パブリッククラウドの普及が進むなか、パブリッククラウド接続用のWANサービスも急成長していることがIDC Japanの調査で分かった。
IDC Japanの2016年3月3日の発表によると、パブリッククラウド接続用途のWANサービスの市場規模は、2015年に98億円だった。前年比成長率は15.5%であり、「国内WANサービス市場全体の2015年の市場規模が7031億円、前年比成長率マイナス0.1%であることを考えると、小規模ながらも急成長しているセグメントと言える」としている。
また、IDC Japanは今回、パブリッククラウドやデータセンター間の接続にも多く利用されるイーサネット専用線市場のシェアについても発表している。1位と2位はNTTコミュニケーションズ、KDDIという大手通信事業者が獲得しているものの、シェア12.1%のColtテクノロジーサービス、同10.8%のアルテリア・ネットワークス、同5.4%のTOKAIコミュニケーションズと、早くからパブリッククラウド接続用のWANサービスを提供してきた中堅通信事業者の健闘が目立つ結果となっている。

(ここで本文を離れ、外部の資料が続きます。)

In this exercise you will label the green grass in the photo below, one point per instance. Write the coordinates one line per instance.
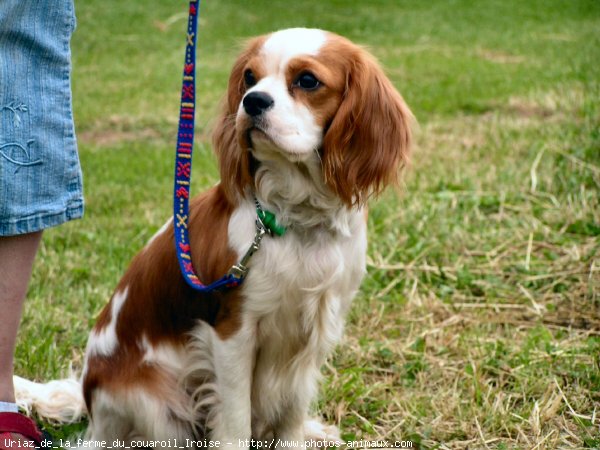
(478, 325)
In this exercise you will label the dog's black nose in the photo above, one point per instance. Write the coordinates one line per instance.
(255, 103)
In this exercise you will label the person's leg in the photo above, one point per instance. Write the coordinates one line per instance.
(17, 254)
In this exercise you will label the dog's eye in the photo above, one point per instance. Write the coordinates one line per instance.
(249, 78)
(307, 81)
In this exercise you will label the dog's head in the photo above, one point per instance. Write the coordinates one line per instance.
(304, 94)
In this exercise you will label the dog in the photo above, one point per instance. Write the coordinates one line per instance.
(311, 128)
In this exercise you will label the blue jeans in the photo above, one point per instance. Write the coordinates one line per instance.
(40, 174)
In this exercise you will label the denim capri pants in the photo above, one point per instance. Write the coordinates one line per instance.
(40, 174)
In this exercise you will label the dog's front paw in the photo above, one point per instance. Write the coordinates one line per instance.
(319, 435)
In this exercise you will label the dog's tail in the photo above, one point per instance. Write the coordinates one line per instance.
(59, 401)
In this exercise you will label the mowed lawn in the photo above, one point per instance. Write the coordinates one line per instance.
(478, 324)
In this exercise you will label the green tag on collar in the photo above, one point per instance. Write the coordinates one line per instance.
(268, 219)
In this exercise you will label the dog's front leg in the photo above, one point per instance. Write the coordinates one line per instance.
(233, 363)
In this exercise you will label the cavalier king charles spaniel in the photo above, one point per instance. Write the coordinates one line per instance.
(311, 129)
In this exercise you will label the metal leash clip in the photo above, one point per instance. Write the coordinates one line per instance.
(240, 270)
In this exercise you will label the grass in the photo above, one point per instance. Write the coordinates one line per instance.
(478, 325)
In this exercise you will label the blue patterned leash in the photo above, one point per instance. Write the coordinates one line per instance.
(265, 220)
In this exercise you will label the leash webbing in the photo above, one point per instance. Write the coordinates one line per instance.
(265, 220)
(183, 162)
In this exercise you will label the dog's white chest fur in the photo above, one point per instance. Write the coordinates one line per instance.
(299, 290)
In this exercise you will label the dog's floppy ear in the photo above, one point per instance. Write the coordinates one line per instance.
(234, 161)
(369, 137)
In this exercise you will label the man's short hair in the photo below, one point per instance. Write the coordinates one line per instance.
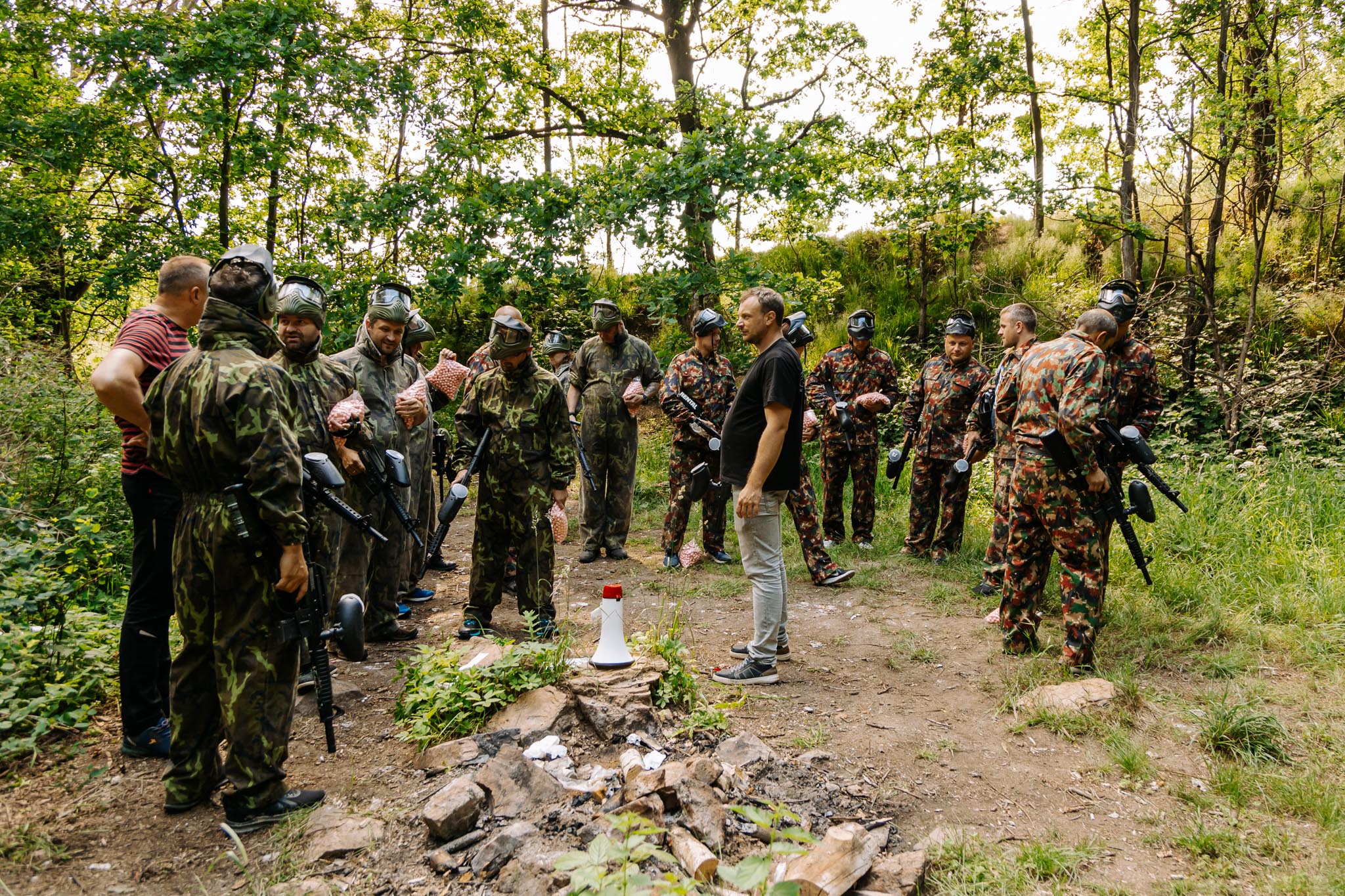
(1095, 320)
(240, 284)
(181, 273)
(1023, 313)
(768, 300)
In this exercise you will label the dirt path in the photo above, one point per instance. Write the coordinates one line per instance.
(902, 684)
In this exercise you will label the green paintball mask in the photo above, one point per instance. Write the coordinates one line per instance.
(509, 337)
(417, 331)
(390, 303)
(303, 297)
(606, 313)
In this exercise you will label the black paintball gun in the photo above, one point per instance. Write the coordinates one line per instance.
(387, 471)
(1130, 445)
(1109, 503)
(898, 458)
(579, 448)
(961, 468)
(456, 495)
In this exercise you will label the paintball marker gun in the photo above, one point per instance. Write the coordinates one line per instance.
(1109, 501)
(456, 495)
(1129, 445)
(389, 472)
(310, 618)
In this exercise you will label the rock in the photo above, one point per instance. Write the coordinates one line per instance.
(900, 875)
(743, 750)
(1071, 696)
(516, 785)
(345, 694)
(500, 848)
(703, 813)
(454, 811)
(536, 715)
(331, 833)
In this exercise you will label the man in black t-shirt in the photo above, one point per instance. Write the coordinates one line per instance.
(763, 445)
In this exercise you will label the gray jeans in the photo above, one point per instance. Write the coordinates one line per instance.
(763, 562)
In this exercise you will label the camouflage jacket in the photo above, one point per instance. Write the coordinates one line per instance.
(1137, 396)
(602, 372)
(219, 416)
(1002, 383)
(1063, 386)
(939, 402)
(380, 379)
(322, 382)
(849, 375)
(708, 382)
(531, 449)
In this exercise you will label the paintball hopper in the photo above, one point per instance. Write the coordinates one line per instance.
(611, 652)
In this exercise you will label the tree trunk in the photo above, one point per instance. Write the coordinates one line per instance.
(1039, 150)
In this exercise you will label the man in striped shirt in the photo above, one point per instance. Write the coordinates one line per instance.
(151, 339)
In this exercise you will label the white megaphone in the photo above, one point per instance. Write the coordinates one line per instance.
(611, 652)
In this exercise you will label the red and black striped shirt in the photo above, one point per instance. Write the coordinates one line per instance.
(158, 341)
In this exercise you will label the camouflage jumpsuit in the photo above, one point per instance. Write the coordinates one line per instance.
(609, 431)
(1063, 386)
(843, 375)
(531, 453)
(219, 416)
(373, 568)
(1003, 383)
(937, 412)
(709, 383)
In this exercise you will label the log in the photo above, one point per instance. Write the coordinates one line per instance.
(833, 867)
(694, 857)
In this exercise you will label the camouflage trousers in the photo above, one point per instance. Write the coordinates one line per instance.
(611, 448)
(803, 507)
(861, 467)
(503, 519)
(994, 562)
(681, 463)
(369, 567)
(1049, 516)
(935, 504)
(233, 679)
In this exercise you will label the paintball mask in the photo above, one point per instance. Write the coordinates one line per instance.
(303, 297)
(961, 323)
(861, 324)
(509, 337)
(390, 303)
(264, 300)
(1121, 299)
(708, 322)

国内イーサネット専用線サービス市場 事業者別 売上額シェア: 2015年 |
「パブリッククラウドなどのサービス利用の拡大に伴いWANサービス市場の構造変化が始まっている。通信事業者は、急成長しているサービスプロバイダーの迅速な帯域増強ニーズを支援するなど、サービスプロバイダーへのエンゲージメントを強化すべきである。また企業向けにはパブリッククラウドへのオンデマンド接続などWANサービスの高度化を図るべきである」とIDC Japan コミュニケーションズ シニアマーケットアナリストの小野陽子氏は述べている。